The Bible and Congressman Broun

The Bible and Congressman Broun October 12, 2012

U.S. Congressman Paul Broun of Georgia recently noted in a speech at Liberty University that evolution and much else he was taught in college were “lies straight from the pit of hell.” These were “lies to try to keep me and all the folks who were taught that from understanding that they need a savior.” He went on to note that he believes that the earth is about 9,000 years old and was created in six days because this is what the Bible says. He noted that the Bible is “the manufacturer’s handbook” and “it teaches us how to run all of public policy and everything in our society.”
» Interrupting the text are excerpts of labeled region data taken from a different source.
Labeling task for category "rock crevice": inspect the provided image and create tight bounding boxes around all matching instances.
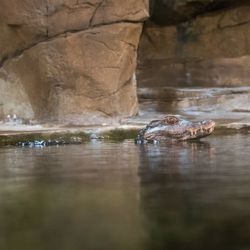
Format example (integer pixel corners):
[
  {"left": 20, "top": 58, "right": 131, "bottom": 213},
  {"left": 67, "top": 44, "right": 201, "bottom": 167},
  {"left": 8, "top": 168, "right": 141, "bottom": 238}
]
[{"left": 0, "top": 0, "right": 148, "bottom": 125}]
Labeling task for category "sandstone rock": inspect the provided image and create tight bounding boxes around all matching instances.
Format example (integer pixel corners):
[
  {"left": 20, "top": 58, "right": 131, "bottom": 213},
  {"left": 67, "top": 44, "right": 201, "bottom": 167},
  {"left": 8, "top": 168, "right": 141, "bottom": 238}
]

Congressman Broun is not alone in his views. Forty-six percent of Americans in the latest Gallup poll reported believing human beings did not evolve but were created as they are today less than 10,000 years ago. A large number of earnest Christians reject evolution, believe in a young earth, see the Bible as the “manufacturer’s handbook,” and believe that it gives solid advice for public policy today.

I love the Bible. I read it every day. I spend 10 hours a week studying it. It has affected my life in profound ways. I am inspired when I read it. In its pages I find the truths that guide my daily life — truths that represent my highest ideals and greatest aspirations. I am a follower of Jesus Christ. The Bible is my primary way of knowing him and what it means to follow him. And I am a pastor and I teach and preach the Bible to my congregation every week. But the Bible is not a manufacturer’s handbook. Neither is it a science textbook nor a guidebook for public policy.

The creation story is placed at the beginning of the Bible not because God felt we needed a science lesson as a preface to the rest of the Bible. Instead it is a lesson in theology. The story is archetypal — it is intended to teach us that there is a Creator, that life is a gift and that we were created in God’s image (with the capacity to love, to make conscious decisions, to transcend our instincts, to reason). In addition it teaches that human beings were created for companionship, that sex is a blessing from God, and, in the most tragically compelling part of the story, that we human beings are drawn to do the very things that separate us from God and others (we are drawn to eat the forbidden fruit). When we do this, paradise is lost.

The story likely drew upon the best thinking of the time regarding the origins of the physical universe, but that is not the point of the passages. It is not meant to teach cosmology, or biology, geology or physics. It is teaching theology and, one could argue, anthropology, sociology and psychology. But to suggest that the creation story was intended to teach science, and that any scientific theory that contradicts these accounts is a lie “straight from the pit of hell” is to misunderstand and misrepresent these chapters.